Esse meu colega, que preservo o nome aqui, teve um enorme crescimento pessoal e profissional desde então. Ele é realmente outra pessoa. Era um sujeito acanhado, inseguro e introvertido. Ao longo desse tempo, simultaneamente aos saltos de paraquedas, ele passou a fazer coisas que não fazia antes: fez um curso de história, que era um sonho antigo, mudou de profissão entrando numa área completamente nova para ele, morou seis meses sozinho – longe da família – por conta de um curso que desejava fazer e outras coisas que não cabem citar aqui. Ele realmente virou uma lição de vida para mim. Mudar de profissão e morar no exterior, longe da família, são iniciativas que dão medo, como o salto de paraquedas, mas ele tomou coragem e enfrentou esses medos.

Nesse último almoço, voltando a falar sobre o enfrentamento do medo no salto de paraquedas e sobre outras decisões que contei acima, ele me disse a frase mágica que grudou na minha mente: “Aprendi uma coisa: se você tem medo de alguma coisa, se joga nela”.

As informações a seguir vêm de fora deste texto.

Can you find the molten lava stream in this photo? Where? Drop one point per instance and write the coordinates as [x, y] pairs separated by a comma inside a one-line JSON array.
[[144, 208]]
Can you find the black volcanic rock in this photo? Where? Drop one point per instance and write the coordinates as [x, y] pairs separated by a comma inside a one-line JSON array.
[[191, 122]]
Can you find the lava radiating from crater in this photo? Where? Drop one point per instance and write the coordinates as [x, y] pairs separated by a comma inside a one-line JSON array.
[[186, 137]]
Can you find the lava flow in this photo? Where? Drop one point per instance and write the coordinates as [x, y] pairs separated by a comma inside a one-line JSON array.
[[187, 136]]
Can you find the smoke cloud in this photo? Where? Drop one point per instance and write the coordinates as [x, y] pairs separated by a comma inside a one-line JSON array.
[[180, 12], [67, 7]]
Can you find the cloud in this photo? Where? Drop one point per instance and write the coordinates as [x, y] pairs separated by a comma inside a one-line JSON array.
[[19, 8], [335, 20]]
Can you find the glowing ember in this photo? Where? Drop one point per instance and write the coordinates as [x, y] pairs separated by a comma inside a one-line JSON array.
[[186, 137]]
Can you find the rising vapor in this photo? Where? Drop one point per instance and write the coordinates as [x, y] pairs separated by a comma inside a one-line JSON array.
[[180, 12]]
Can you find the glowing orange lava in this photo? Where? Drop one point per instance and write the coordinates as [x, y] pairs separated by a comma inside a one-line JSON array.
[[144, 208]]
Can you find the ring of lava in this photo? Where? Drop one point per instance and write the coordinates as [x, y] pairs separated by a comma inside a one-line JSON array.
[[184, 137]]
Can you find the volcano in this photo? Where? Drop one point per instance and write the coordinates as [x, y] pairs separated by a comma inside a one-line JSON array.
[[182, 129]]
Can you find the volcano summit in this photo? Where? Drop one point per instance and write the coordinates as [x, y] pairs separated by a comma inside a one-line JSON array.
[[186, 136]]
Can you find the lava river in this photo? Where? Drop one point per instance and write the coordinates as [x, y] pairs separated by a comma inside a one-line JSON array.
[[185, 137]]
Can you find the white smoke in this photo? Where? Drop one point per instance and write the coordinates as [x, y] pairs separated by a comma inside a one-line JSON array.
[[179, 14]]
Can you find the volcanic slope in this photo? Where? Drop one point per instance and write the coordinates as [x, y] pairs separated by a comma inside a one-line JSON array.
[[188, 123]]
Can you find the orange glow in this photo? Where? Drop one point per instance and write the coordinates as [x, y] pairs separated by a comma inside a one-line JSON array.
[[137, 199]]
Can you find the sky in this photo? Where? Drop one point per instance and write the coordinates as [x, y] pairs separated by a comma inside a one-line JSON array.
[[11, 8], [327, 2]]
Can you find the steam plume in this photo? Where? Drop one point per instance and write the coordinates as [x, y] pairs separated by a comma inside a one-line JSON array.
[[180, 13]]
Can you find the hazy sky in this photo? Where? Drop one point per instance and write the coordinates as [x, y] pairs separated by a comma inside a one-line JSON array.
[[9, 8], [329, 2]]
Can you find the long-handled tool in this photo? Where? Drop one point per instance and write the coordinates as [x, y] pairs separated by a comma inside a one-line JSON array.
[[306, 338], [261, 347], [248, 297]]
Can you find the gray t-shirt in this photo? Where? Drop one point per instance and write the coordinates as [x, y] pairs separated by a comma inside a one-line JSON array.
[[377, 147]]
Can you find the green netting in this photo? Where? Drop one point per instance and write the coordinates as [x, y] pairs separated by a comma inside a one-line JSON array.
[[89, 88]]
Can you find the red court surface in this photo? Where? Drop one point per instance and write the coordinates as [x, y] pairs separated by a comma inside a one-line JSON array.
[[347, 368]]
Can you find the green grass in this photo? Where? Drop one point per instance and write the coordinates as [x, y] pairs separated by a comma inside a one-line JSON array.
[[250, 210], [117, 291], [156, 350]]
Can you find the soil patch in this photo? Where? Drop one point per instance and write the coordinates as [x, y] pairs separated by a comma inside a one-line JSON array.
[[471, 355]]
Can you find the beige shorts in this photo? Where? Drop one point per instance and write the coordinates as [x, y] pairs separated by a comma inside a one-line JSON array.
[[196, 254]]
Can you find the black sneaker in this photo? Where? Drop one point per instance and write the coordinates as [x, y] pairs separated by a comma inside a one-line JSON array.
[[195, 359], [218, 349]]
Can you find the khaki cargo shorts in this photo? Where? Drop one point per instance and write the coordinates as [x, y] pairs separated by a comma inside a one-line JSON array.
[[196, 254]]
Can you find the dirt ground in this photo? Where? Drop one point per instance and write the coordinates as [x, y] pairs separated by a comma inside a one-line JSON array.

A mensagem do meu colega nunca foi tão atual. No momento da sociedade em que vivemos, com tudo se transformando de forma acelerada e dogmas sendo derrubados, com profissões desaparecendo e se transformando, negócios tradicionais derretendo e novos negócios surgindo, a todo o momento temos a chance de pular de paraquedas em algum abismo que desconhecemos. Nós somos desafiados todos os dias a mudar, mas instintivamente reagimos à mudança porque nos sentimos inseguros quando enfrentamos o desconhecido, o novo e a incerteza. Em vez de nos lançarmos, nós nos recolhemos. Enfim, precisamos pular mais de paraquedas.